A New Method for Website User Tracking via SSD, Named "FROST," Revealed

The history of user tracking by websites is long and complex. Techniques like eavesdropping on browsing history, generating device fingerprints, and recording keystrokes or mouse movements in real-time have continuously evolved. Recently, revelations about Meta and Yandex being involved in privacy-invasive tracking methods sent shockwaves through the industry.

Now, a new method for websites to monitor visitors has emerged, targeting hardware itself—specifically SSDs (solid-state drives).

A New Method to Infer User Activity from SSD

Behavior

This method, named “FROST,” stands for “Fingerprinting Remotely using OPFS-based SSD Timing.” Details of this approach have been disclosed in a research paper. In essence, FROST leverages JavaScript executed within browsers to measure subtle fluctuations in SSD input/output (I/O) timing, allowing inference of user activities.

What can FROST reveal? According to researchers, this method can potentially identify websites open in other browser tabs and even detect applications running on the user’s device. Notably, users merely need to visit the attacking site—no additional actions are required.

The Mechanism of “Contention Side Channel”

The attack method utilized by FROST is known as a “contention side channel.” Side-channel attacks exploit physical phenomena like electromagnetic emissions, data cache behavior, or task completion times to extract information.

Contention side channels measure interference caused when multiple processes share or compete for the same resource. In the case of SSDs, simultaneous read/write operations by multiple applications or browser tabs create delays in I/O processing. FROST captures these variations in delay to deduce what is accessing the SSD.

Traditional contention side-channel attacks on SSDs often required direct access to the device.

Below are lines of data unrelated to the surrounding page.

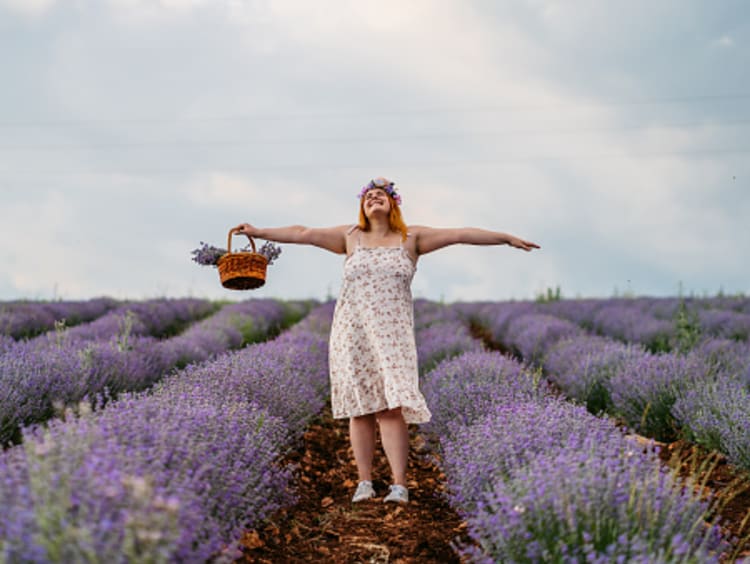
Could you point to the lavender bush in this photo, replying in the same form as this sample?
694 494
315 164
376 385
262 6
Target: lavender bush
582 367
174 476
645 390
600 503
632 325
439 341
726 324
461 390
40 374
531 335
24 319
508 435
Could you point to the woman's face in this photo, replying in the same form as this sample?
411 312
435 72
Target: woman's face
376 201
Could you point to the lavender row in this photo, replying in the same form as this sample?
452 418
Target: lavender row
542 480
25 319
158 318
702 395
172 476
41 376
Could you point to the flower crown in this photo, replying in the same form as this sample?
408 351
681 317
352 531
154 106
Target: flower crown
383 184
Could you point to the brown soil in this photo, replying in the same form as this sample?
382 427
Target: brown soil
727 487
324 526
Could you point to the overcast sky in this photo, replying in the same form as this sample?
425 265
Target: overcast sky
613 133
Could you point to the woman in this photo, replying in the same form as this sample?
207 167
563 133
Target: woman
372 358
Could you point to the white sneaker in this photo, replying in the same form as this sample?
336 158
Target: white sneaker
364 491
399 494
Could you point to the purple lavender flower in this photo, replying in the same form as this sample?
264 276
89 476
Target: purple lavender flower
209 255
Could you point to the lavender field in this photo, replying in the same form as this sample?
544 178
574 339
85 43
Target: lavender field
155 431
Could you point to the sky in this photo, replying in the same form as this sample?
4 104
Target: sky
613 134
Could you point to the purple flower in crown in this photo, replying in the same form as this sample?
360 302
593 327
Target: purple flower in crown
383 184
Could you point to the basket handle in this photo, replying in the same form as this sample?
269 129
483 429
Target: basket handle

However, FROST lowers the attack threshold by operating entirely within the browser.

OPFS: A New Attack Vector

The key functionality leveraged by FROST is “OPFS” (Origin Private File System). OPFS provides sandboxed storage areas allocated to specific website domains, allowing websites to create files without user intervention.

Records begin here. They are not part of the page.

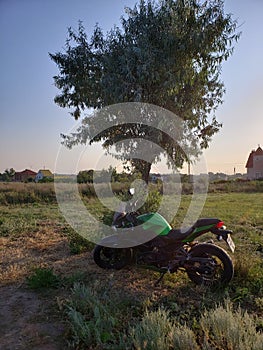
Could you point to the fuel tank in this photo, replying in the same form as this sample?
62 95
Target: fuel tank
154 222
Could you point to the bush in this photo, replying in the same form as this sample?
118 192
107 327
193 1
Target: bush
224 328
43 278
157 332
90 318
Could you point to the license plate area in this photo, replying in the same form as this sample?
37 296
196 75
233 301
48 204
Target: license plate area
230 243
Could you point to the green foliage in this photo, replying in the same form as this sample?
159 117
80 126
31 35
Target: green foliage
8 175
91 318
43 278
227 329
85 176
78 244
166 53
152 203
156 331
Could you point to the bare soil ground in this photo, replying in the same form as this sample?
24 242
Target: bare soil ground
34 319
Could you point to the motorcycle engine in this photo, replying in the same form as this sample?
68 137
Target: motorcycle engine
154 257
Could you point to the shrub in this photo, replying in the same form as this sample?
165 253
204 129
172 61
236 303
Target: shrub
43 278
90 318
224 328
157 332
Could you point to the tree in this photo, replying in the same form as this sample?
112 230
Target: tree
168 54
8 175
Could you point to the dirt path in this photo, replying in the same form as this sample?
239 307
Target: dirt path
27 321
31 319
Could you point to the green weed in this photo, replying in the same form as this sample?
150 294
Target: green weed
43 278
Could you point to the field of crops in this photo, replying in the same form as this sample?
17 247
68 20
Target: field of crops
54 296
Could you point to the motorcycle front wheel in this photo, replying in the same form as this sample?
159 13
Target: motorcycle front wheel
111 258
209 265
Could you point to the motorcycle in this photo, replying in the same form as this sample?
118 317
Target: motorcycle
168 250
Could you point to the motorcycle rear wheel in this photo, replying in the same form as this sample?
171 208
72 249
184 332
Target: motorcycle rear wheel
215 267
111 258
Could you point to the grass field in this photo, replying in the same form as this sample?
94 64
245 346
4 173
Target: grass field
43 262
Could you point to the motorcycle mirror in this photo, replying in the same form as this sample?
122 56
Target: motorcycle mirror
132 191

Each file system is sandboxed and isolated from other websites and the device’s core system. While this design aims to enhance security, researchers discovered that JavaScript executed within this sandbox can measure SSD I/O timing.

Attackers repeatedly perform random read operations on large OPFS files, continuously measuring SSD contention. User activity causes contention that manifests as measurable latency differences, enabling inference of user behavior.

Inferring User Behavior with Deep Learning

To interpret the measured timing data, FROST employs convolutional neural networks (CNNs). This deep learning technique, commonly used to analyze text, speech, and images, is applied to patterns in I/O timing.

Pre-trained CNN models analyze SSD access patterns to identify websites or applications being used by the user. In other words, raw timing data is fed into machine learning models, which extract meaningful information from subtle signal changes that humans cannot discern.

Security Risks from Expanding Browser

Functionality

The authors of the research paper highlight how browsers have evolved from simple document viewing tools into sophisticated platforms. Companies like Google, Microsoft, and Adobe have developed comprehensive office suites, photo and video editing tools, and even integrated development environments (IDEs) that operate entirely within browsers.

“These functionalities enhance web applications and enable entirely new use cases, but they also expand the attack surface of browsers,” the authors note. They also emphasize that new vulnerabilities have already been identified in these advanced browser features.

FROST exemplifies how this expanded attack surface can be exploited. While OPFS is a useful feature for legitimate web applications, it can also serve as an entry point for side-channel attacks.

Is FROST a Practical Threat?

This method is unlikely to be immediately exploited by numerous websites. FROST’s accuracy depends on factors like SSD usage, device specifications, and background processes. Even the authors acknowledge that further testing is needed to understand its real-world precision and limitations.

However, the fact that a browser-based attack method has been successfully demonstrated cannot be ignored. Without any user action, merely visiting a malicious website could compromise privacy. Combined with phishing scams or targeted attacks, its potential threat is significant.

Future Challenges

The discovery of FROST raises questions about how security design should account for hardware behavior as browser-based applications become increasingly advanced. Traditional defense mechanisms like sandboxing are insufficient against hardware-level information leakage, as this case illustrates.

Web browsers are central to modern digital life, and the expansion of their attack surfaces seems inevitable. How research like FROST impacts future browser development and security standards remains to be seen.